The interior of the house was pleasantly decorated, but there was a pall of sadness and neglect. Moorely pulled out a chair for her from their dining table, and they both took a seat.
“First, I’m very sorry for your loss,” she said.
Moorely nodded, clearly trying to find a small smile to utter his thanks.
“Do you mind if I ask a few questions?”
He nodded again, though a twinge of pain hit his face as he realized what was coming. How many times had he already answered A Few Questions? Had the media been here? How many outlets? His story would be rehearsed by now, for better or worse—in
Lie to Me,
Timothy Roth had told her that rehearsing a story made it more rote, but there would still be indications of deceit, if she could pick them out. Maybe she should have watched
Lie to Me
to prepare instead of
Sherlock.
“Mr. Moorely, how long had your daughter been seeing William Smith?”
“They had been going out for about four months—they met through a local stage company.”
“Angela was a singer, yes?”
Moorely smiled, then half-choked, half-sobbed. He took a breath and said, “Since before she could walk.”
“Can you tell me what you think happened last night?” Ree had to fight the urge to step back and watch herself in the role. It was an insane cocktail: empathy for the Moorelys, curiosity, fear, and the strange detachedness of the Sherlock Brain—not to mention the niggling claws of her own relationship anxieties trying to personalize everything.
“William came over at seven, and we had dinner—Angela, William, my wife, Alexandra, and I. At about eight, they went upstairs to talk.
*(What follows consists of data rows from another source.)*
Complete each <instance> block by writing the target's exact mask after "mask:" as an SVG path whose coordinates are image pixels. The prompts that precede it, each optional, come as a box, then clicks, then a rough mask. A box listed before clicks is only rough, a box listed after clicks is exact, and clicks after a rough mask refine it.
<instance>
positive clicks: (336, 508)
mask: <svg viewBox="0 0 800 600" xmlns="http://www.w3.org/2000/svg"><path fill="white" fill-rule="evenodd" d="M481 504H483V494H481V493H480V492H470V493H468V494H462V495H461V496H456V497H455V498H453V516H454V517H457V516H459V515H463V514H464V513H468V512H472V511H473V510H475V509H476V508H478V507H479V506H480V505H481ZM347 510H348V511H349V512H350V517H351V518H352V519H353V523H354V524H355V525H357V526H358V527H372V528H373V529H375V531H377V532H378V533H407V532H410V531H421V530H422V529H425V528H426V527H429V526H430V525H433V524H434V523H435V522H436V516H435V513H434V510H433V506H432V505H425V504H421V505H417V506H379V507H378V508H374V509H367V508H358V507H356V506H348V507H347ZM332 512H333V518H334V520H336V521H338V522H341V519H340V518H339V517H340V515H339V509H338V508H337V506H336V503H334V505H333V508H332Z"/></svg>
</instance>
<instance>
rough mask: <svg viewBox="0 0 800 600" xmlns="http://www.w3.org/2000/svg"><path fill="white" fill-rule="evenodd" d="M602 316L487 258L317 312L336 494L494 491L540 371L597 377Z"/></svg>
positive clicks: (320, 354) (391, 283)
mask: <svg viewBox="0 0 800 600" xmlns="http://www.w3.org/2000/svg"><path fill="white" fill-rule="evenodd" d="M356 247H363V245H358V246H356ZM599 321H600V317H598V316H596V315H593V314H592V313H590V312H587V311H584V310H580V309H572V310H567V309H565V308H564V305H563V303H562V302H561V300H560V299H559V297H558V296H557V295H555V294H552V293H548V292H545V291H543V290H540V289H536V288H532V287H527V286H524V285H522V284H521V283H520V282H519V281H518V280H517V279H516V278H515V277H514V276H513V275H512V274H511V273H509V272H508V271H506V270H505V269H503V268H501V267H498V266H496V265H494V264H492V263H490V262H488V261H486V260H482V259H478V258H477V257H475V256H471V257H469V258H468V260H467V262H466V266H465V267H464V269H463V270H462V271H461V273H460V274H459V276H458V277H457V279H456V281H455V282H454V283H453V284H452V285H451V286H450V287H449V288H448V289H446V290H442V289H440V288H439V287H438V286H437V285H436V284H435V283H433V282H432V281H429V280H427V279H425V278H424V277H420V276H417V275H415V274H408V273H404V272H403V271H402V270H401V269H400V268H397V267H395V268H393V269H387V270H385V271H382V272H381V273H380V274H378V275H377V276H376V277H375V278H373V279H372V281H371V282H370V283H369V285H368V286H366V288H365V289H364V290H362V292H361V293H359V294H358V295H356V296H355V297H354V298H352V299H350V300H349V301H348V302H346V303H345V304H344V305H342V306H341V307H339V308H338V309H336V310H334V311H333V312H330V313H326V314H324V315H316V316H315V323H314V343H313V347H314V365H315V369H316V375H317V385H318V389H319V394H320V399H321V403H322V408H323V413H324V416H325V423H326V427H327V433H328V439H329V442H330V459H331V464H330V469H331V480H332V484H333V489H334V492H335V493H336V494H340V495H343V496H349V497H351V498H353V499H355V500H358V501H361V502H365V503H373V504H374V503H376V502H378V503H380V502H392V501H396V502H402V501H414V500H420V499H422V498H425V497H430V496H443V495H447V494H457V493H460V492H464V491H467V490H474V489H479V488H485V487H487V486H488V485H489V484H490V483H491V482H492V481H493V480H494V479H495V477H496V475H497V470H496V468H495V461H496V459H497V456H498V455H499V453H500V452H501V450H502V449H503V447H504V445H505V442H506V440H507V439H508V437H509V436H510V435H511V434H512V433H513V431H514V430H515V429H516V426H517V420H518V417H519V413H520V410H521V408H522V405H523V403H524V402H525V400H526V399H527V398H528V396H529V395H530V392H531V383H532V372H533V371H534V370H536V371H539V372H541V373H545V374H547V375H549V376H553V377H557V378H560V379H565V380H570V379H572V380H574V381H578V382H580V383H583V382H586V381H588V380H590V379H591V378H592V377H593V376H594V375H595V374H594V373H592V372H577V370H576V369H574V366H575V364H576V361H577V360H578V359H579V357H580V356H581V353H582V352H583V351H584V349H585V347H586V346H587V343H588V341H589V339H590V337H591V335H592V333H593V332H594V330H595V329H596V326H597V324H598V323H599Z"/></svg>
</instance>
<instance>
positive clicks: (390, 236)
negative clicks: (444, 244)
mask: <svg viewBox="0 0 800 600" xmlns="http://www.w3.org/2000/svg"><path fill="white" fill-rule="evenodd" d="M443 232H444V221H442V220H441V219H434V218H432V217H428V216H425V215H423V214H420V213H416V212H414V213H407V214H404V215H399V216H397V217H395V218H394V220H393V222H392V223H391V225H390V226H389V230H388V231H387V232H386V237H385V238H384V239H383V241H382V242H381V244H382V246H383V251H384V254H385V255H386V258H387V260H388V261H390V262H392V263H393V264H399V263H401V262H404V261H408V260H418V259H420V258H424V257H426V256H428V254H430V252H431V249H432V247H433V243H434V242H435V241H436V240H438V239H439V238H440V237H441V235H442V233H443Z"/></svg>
William left at nine, and at nine-fifteen, we heard sobbing from upstairs, so Alex went up to check on Angela.”
“Is your wife home now?” Ree asked.
He shook his head. “She’s in the middle of a case and couldn’t get any of the junior counsel to take over. She should be back by six.”
There went the afternoon. “If you don’t mind, I think I’ll wait to speak with her as well. Sorry to have interrupted. What can you tell me about William?”